MEXICO CITY -- The grandson of Mexican revolutionary hero Emiliano Zapata refused to meet Monday with the presidential candidate of Mexico's half-century-old ruling party, saying he can 'go to the devil.'
'I just got tired of it, all the brown-nosing and bowing and scraping by my relatives,' said Emiliano Zapata, grandson of the guerrilla leader of the 1910 Mexican revolution.
'I have a meek character and I don't like that stuff.'
He said some of his relatives had profited from their connection to Mexico's most famous revolutionary hero, but he remained a small, poor farmer.
Zapata, 38, said in an interview with the newspaper Excelsior that he decided not to travel from his village of Villa de Ayala to Cuautla, 12 miles southeast of Mexico City, where Miguel de la Madrid, candidate of the ruling Revolutionary Institutional Party, scheduled a campaign stop.
'Since I was a kid, it was 'Emiliano come here, Emiliano go there, Emiliano go to this, Emiliano speak here.' But no more. I'm tired of being a stepladder for politicians,' said Zapata, who for the last 20 years has participated in numerous rallies for the party.
'I told them to go to the devil,' he said.
The party has managed to get various movie stars and athletes - including L.A. Dodger pitching star Fernando Valenzuela -- to join de la Madrid in his campaign around the country to try to draw voters to rallies.
But Zapata, after participating in at least three presidential campaigns, decided to ignore de la Madrid's tour.
Zapata said officials had broken promises to get him a piece of farm land near his village -- the same complaint that led his fiery grandfather to head a peasant army against the Porfirio Diaz dictatorship in 1910.
In another story published Monday, the weekly newsmagazine Proceso said the ruling party is manipulating children in its presidential campaign.
The article claims the party decided to change its policy of 'trucking in' children along with others to party rallies after a child was killed in the crush of a political rally held in March in San Luis Potosi, 200 miles north of Mexico City.

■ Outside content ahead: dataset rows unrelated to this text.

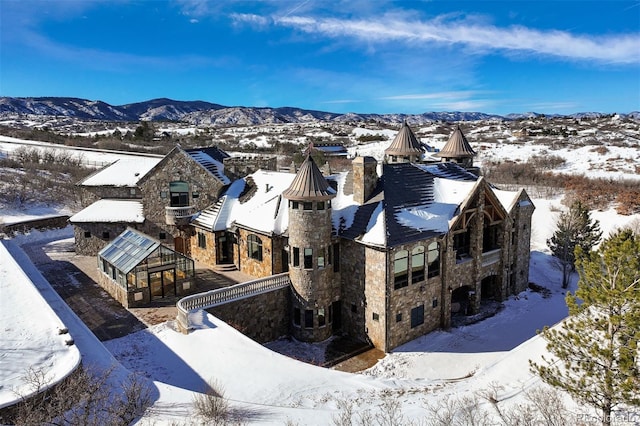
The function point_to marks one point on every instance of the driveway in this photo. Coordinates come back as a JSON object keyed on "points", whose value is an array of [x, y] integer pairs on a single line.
{"points": [[74, 278]]}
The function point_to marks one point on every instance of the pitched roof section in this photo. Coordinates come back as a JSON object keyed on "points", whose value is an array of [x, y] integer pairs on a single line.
{"points": [[211, 159], [309, 184], [111, 211], [415, 202], [405, 143], [123, 172], [457, 146]]}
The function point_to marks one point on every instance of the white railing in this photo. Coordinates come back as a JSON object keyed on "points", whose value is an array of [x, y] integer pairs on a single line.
{"points": [[224, 295], [491, 257], [178, 215]]}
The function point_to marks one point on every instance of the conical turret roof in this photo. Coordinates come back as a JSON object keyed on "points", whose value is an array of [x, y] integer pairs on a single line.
{"points": [[457, 146], [309, 184], [405, 143]]}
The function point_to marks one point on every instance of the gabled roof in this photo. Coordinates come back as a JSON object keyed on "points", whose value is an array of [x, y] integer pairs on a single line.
{"points": [[405, 143], [413, 202], [457, 146], [111, 211], [254, 202], [309, 184], [207, 158], [123, 172], [128, 249]]}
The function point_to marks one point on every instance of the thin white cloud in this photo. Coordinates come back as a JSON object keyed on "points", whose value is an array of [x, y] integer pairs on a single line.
{"points": [[341, 101], [438, 95], [476, 35]]}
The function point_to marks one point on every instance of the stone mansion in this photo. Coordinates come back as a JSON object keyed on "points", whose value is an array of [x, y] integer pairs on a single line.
{"points": [[383, 252]]}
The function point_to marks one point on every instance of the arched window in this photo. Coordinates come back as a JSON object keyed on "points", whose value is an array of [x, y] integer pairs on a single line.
{"points": [[254, 247], [401, 269], [433, 260], [417, 264]]}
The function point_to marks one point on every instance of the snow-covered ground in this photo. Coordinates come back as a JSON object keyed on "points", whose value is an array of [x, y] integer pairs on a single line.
{"points": [[271, 388]]}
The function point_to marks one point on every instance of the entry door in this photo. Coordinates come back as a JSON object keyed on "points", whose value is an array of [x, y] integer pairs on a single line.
{"points": [[155, 284], [337, 316], [225, 248]]}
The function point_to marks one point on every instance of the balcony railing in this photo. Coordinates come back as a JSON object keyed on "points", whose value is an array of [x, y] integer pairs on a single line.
{"points": [[228, 294], [178, 215], [491, 257]]}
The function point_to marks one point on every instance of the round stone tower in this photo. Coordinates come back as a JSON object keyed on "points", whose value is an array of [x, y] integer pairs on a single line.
{"points": [[311, 253], [405, 147]]}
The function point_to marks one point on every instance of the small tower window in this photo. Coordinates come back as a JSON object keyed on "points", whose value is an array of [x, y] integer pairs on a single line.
{"points": [[308, 258], [254, 247], [400, 269], [296, 256]]}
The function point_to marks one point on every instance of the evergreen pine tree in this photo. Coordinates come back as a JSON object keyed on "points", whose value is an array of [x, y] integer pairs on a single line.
{"points": [[597, 346], [575, 228]]}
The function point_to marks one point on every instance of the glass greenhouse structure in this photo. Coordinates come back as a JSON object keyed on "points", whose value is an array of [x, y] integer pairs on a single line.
{"points": [[145, 269]]}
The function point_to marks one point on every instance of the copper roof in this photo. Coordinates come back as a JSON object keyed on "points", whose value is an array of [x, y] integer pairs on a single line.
{"points": [[405, 143], [309, 184], [457, 146]]}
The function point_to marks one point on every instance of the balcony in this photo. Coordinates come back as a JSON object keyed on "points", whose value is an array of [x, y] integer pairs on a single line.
{"points": [[491, 257], [178, 216]]}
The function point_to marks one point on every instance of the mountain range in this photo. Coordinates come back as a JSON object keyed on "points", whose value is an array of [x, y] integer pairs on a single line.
{"points": [[207, 113]]}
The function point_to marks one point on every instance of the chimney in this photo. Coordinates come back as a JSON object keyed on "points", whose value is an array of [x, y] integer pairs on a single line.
{"points": [[365, 178]]}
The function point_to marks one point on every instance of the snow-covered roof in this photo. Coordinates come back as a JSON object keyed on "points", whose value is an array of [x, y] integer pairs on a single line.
{"points": [[107, 211], [412, 202], [211, 159], [254, 202], [122, 172]]}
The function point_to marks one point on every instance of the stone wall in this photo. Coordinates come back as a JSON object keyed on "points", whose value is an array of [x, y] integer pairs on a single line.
{"points": [[263, 318], [56, 222], [89, 237], [254, 267], [206, 255], [426, 293], [353, 275], [375, 293]]}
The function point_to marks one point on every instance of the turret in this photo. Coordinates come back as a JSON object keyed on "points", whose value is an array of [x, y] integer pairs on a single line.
{"points": [[457, 150], [405, 147], [310, 253]]}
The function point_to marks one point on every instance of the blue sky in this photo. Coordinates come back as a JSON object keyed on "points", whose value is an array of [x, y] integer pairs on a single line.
{"points": [[341, 56]]}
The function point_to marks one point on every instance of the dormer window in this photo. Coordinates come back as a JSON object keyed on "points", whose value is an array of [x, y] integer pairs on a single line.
{"points": [[179, 194]]}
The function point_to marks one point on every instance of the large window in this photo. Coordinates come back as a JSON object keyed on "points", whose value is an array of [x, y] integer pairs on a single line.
{"points": [[433, 259], [462, 244], [202, 240], [254, 247], [179, 193], [401, 269], [417, 264], [490, 239], [417, 316]]}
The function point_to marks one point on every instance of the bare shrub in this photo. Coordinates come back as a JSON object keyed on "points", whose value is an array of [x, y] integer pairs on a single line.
{"points": [[84, 398], [211, 405]]}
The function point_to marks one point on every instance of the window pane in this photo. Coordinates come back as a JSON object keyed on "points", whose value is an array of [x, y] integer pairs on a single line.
{"points": [[296, 256], [417, 264], [400, 269], [308, 258], [308, 318]]}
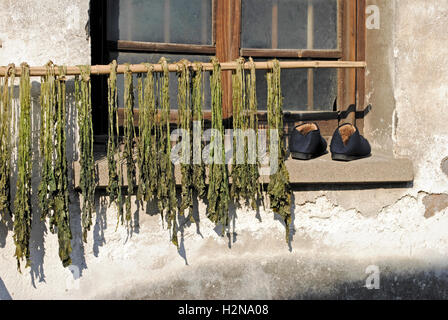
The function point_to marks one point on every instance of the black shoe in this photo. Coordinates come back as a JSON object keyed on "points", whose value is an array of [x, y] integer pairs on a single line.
{"points": [[306, 142], [347, 144]]}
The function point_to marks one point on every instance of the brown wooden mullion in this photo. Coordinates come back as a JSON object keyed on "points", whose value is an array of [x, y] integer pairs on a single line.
{"points": [[151, 47], [228, 29], [360, 55], [292, 53]]}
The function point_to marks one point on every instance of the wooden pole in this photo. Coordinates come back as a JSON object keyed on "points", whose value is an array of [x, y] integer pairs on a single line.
{"points": [[310, 46], [173, 67]]}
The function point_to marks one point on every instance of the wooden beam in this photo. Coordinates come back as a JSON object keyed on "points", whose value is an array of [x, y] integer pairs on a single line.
{"points": [[360, 53], [228, 26], [173, 67], [274, 29], [291, 53], [150, 47], [349, 54], [310, 45]]}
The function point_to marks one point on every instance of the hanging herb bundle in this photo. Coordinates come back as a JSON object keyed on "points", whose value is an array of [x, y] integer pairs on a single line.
{"points": [[166, 192], [87, 161], [61, 201], [279, 189], [198, 178], [147, 149], [113, 187], [218, 190], [47, 187], [240, 167], [253, 174], [6, 91], [129, 135], [22, 203], [184, 105]]}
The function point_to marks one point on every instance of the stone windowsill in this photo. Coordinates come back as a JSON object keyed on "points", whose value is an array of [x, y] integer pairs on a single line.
{"points": [[380, 168]]}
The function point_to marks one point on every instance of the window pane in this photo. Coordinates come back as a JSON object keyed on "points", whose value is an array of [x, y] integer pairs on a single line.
{"points": [[325, 89], [286, 24], [325, 24], [135, 58], [294, 84], [173, 21]]}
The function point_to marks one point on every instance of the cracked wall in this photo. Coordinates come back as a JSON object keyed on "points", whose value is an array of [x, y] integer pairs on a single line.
{"points": [[339, 231]]}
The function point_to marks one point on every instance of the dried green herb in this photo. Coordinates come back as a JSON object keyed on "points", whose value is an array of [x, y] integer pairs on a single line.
{"points": [[61, 200], [185, 117], [48, 101], [279, 189], [147, 148], [166, 192], [114, 187], [87, 162], [129, 136], [254, 187], [218, 189], [198, 178], [6, 91], [240, 167], [22, 203]]}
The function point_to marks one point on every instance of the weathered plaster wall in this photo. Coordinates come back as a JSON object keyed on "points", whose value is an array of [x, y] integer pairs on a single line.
{"points": [[338, 231]]}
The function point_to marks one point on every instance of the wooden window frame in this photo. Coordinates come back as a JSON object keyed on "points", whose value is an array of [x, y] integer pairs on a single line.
{"points": [[226, 45]]}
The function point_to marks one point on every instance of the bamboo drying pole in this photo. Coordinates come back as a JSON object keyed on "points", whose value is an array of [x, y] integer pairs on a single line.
{"points": [[173, 67]]}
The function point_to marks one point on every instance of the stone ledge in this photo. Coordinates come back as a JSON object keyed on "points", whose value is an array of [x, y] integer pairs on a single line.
{"points": [[380, 168]]}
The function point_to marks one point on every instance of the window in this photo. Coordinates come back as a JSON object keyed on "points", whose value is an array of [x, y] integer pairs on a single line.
{"points": [[137, 31]]}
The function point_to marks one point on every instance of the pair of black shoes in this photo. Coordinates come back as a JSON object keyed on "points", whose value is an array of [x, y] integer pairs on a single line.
{"points": [[347, 144]]}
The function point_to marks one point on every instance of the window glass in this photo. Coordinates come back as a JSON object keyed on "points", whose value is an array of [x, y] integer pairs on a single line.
{"points": [[295, 89], [283, 24], [135, 58], [170, 21]]}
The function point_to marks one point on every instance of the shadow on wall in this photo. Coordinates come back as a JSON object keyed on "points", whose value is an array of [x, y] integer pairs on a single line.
{"points": [[299, 277], [4, 294], [39, 229]]}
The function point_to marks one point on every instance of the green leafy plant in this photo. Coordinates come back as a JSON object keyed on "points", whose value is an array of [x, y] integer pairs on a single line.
{"points": [[254, 187], [279, 189], [48, 101], [6, 91], [198, 175], [185, 117], [147, 148], [166, 192], [218, 189], [114, 186], [61, 200], [22, 203], [87, 161], [129, 138]]}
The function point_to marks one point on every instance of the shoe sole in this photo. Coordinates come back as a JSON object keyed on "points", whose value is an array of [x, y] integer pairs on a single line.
{"points": [[346, 158], [305, 156]]}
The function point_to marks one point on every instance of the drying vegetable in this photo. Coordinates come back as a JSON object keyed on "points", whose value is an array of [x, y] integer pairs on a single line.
{"points": [[184, 107], [218, 190], [22, 203], [113, 187], [129, 135], [254, 191], [279, 189], [6, 92], [147, 142], [198, 178], [240, 168], [166, 192], [87, 161], [61, 201], [47, 187]]}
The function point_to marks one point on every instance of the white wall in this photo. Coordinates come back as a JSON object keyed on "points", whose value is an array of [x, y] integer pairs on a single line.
{"points": [[338, 232]]}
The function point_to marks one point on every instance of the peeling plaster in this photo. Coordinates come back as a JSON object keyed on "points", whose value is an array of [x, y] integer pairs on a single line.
{"points": [[338, 231]]}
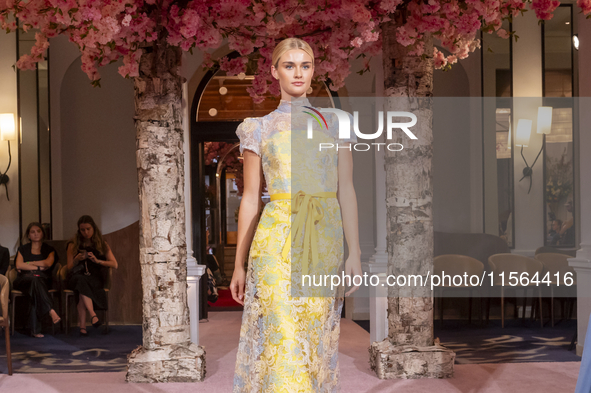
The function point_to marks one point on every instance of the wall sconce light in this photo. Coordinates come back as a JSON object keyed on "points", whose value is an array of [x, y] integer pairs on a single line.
{"points": [[7, 133], [523, 134]]}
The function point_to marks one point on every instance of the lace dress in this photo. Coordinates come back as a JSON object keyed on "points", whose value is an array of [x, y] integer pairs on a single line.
{"points": [[290, 344]]}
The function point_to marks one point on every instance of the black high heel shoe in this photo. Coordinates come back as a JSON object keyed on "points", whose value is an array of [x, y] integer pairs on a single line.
{"points": [[97, 323]]}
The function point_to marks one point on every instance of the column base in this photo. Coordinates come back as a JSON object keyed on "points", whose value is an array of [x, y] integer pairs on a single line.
{"points": [[170, 363], [391, 361]]}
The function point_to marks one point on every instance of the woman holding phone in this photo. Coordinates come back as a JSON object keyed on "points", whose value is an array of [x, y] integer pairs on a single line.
{"points": [[88, 253]]}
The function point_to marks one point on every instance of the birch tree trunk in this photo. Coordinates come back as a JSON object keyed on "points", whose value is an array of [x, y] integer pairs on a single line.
{"points": [[167, 354], [409, 351]]}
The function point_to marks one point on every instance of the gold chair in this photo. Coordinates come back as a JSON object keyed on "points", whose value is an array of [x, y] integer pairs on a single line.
{"points": [[15, 294], [4, 320], [519, 264], [453, 264], [557, 263]]}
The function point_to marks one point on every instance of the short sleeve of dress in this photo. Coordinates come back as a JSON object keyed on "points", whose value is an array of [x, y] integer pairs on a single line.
{"points": [[249, 133]]}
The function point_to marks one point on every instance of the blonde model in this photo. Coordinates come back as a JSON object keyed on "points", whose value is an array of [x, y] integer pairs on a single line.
{"points": [[290, 344]]}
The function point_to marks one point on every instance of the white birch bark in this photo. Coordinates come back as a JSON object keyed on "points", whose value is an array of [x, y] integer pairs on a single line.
{"points": [[167, 354]]}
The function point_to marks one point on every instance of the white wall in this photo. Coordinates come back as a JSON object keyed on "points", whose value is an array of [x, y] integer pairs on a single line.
{"points": [[9, 211], [98, 170]]}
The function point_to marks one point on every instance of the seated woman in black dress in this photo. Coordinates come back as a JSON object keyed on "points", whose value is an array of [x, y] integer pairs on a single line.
{"points": [[35, 262], [88, 255]]}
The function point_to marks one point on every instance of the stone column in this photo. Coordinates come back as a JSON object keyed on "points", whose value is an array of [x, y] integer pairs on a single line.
{"points": [[582, 262], [166, 354], [378, 263], [409, 351]]}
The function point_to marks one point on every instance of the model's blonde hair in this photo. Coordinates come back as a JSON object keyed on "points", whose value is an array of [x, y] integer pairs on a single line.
{"points": [[289, 44]]}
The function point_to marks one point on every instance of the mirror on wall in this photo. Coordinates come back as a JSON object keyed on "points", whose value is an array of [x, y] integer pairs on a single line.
{"points": [[35, 144], [498, 154]]}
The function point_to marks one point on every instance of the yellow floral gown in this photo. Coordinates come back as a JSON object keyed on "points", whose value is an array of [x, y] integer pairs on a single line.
{"points": [[290, 344]]}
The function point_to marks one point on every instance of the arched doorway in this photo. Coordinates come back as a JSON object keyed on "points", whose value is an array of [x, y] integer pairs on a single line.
{"points": [[220, 104]]}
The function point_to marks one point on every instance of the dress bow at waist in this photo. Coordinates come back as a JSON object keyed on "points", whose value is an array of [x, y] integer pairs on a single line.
{"points": [[308, 211]]}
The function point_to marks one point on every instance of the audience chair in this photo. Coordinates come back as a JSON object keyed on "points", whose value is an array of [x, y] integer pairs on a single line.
{"points": [[558, 263], [66, 295], [4, 320], [14, 294], [69, 294], [453, 264], [107, 277], [514, 263]]}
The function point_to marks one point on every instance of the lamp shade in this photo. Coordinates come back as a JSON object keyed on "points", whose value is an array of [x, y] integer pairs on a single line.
{"points": [[544, 119], [523, 132], [7, 127]]}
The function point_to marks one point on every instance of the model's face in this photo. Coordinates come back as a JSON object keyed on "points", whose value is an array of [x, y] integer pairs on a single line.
{"points": [[294, 72], [35, 234], [86, 231]]}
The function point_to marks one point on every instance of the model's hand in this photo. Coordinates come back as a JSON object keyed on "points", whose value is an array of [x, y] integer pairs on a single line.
{"points": [[237, 285], [353, 268]]}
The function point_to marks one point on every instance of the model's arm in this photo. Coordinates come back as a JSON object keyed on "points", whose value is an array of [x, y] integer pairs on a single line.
{"points": [[20, 263], [348, 201], [46, 263], [249, 206]]}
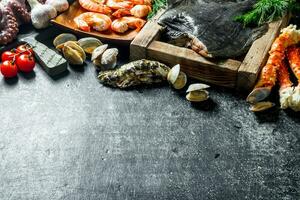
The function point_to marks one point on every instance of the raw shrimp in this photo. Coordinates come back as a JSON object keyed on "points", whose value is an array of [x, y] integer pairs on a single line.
{"points": [[294, 59], [119, 4], [139, 11], [95, 6], [123, 24], [97, 21], [268, 76]]}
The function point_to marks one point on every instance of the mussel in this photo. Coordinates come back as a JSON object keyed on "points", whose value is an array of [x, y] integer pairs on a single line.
{"points": [[73, 53], [177, 78], [62, 38], [89, 44], [109, 59], [197, 92]]}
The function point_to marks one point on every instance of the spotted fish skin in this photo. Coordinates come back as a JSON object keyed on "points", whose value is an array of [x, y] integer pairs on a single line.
{"points": [[212, 23], [135, 73]]}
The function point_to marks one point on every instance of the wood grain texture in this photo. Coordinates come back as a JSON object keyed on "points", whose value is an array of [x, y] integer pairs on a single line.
{"points": [[258, 56], [222, 72], [227, 73], [66, 22]]}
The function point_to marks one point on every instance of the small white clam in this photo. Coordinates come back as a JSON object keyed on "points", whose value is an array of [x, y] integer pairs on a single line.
{"points": [[177, 78], [109, 59], [197, 92], [89, 44], [97, 55]]}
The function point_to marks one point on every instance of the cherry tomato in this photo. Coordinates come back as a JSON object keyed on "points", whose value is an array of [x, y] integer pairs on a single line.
{"points": [[25, 63], [25, 49], [9, 69], [8, 55]]}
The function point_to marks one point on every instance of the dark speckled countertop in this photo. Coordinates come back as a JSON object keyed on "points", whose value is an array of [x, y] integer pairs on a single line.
{"points": [[70, 138]]}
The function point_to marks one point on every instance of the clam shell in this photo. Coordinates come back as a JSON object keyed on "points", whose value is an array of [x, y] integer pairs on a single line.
{"points": [[180, 82], [173, 74], [262, 106], [89, 44], [61, 46], [197, 86], [97, 53], [64, 37], [197, 96], [73, 53]]}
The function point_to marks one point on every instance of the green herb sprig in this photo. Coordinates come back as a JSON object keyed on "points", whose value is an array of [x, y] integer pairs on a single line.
{"points": [[265, 11], [156, 6]]}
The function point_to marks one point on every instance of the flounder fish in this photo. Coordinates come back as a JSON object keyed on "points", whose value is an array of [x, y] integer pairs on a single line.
{"points": [[209, 27]]}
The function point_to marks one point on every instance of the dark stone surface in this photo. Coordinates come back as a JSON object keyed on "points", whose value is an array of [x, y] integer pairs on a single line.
{"points": [[70, 138]]}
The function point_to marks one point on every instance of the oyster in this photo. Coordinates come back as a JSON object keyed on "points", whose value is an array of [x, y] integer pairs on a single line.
{"points": [[73, 53], [89, 44], [135, 73], [177, 78], [97, 55], [261, 106], [197, 92], [109, 59], [62, 38]]}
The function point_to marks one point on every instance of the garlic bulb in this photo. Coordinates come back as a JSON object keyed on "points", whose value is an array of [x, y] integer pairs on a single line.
{"points": [[59, 5], [41, 14]]}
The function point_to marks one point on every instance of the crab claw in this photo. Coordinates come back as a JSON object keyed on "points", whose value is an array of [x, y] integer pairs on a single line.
{"points": [[258, 94], [285, 96], [295, 100]]}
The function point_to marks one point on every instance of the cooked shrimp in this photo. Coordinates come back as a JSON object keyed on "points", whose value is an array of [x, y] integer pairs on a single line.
{"points": [[141, 2], [119, 4], [286, 86], [97, 21], [123, 24], [140, 10], [95, 6], [267, 80], [293, 54]]}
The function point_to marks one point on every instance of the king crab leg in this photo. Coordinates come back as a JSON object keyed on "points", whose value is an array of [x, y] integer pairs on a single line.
{"points": [[267, 80], [293, 54]]}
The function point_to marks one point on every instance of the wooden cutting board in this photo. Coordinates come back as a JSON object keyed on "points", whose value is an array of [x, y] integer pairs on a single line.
{"points": [[66, 21]]}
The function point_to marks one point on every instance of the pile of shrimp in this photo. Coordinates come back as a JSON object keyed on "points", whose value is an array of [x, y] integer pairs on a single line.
{"points": [[116, 15], [284, 54]]}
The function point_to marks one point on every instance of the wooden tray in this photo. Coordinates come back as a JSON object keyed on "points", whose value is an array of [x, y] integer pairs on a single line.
{"points": [[66, 21], [230, 73]]}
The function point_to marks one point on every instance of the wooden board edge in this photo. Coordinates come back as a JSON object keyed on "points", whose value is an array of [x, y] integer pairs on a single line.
{"points": [[222, 73], [258, 55]]}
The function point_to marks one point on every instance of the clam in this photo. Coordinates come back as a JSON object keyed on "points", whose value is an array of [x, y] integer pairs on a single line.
{"points": [[197, 92], [97, 55], [109, 59], [177, 78], [89, 44], [261, 106], [64, 37], [73, 53]]}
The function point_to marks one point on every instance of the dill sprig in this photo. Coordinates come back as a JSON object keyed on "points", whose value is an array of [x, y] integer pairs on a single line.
{"points": [[265, 11], [156, 6]]}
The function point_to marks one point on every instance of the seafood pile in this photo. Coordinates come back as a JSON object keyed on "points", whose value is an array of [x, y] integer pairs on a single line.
{"points": [[116, 15], [208, 27], [284, 53], [76, 51]]}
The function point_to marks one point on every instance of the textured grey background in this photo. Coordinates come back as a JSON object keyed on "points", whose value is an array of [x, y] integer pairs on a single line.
{"points": [[71, 138]]}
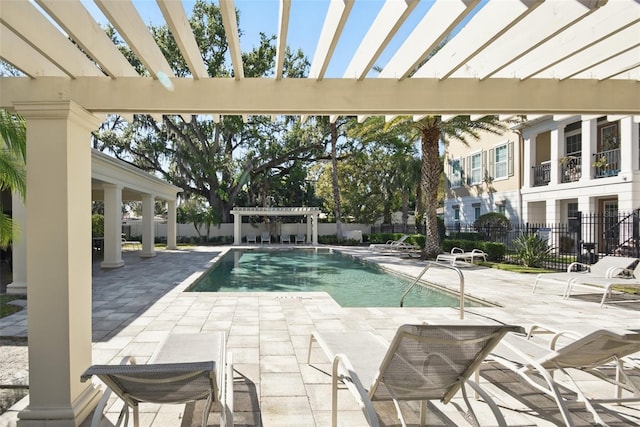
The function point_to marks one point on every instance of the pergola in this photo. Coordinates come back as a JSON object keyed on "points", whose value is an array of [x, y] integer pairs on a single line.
{"points": [[511, 57], [310, 213]]}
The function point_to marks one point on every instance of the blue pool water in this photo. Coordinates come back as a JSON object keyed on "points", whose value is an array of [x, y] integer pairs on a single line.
{"points": [[350, 282]]}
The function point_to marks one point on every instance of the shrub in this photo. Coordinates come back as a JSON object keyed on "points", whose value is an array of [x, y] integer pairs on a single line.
{"points": [[531, 250]]}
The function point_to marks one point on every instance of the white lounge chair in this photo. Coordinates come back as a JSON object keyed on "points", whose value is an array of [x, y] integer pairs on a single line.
{"points": [[396, 247], [458, 254], [590, 353], [607, 267], [135, 244], [423, 362], [587, 282], [185, 368]]}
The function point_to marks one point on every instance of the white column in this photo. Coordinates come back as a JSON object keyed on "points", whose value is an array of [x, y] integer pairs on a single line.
{"points": [[19, 246], [171, 224], [315, 228], [529, 160], [589, 143], [237, 228], [148, 229], [629, 198], [557, 147], [112, 226], [58, 263]]}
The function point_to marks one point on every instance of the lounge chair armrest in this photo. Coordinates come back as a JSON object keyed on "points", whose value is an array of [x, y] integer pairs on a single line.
{"points": [[343, 370], [571, 266], [616, 271]]}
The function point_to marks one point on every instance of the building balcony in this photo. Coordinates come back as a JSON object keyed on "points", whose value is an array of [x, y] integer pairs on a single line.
{"points": [[606, 163]]}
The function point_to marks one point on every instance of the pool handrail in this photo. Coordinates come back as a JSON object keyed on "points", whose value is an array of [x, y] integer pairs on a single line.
{"points": [[435, 264]]}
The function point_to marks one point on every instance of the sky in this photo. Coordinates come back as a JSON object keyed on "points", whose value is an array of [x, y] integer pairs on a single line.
{"points": [[305, 25]]}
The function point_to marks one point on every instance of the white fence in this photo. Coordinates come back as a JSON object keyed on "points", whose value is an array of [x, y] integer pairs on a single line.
{"points": [[134, 229]]}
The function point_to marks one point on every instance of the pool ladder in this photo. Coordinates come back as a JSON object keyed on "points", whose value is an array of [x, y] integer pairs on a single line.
{"points": [[435, 264]]}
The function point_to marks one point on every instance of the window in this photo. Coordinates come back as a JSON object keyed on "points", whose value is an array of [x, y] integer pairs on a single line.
{"points": [[500, 162], [455, 175], [476, 169], [573, 144]]}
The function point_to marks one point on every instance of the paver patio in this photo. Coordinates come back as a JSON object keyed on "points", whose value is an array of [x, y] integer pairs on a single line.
{"points": [[134, 307]]}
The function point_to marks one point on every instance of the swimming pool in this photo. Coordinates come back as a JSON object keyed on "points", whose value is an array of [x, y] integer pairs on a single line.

But it said the party still uses children to get at their apathetic parents, with an abstention rate of 40 percent in previous elections.
De la Madrid, 47, the Harvard-educated candidate of the ruling party, is virtually assured a win in July 4 elections, despite campaigns by six other parties.
The party has won every important election for the last 53 years, but it has come under increasing public criticism this year since it encouraged more public debate on its policies.
Mexico is confronting a 50 percent inflation rate, increasing unemployment and falling oil prices, the country's main export.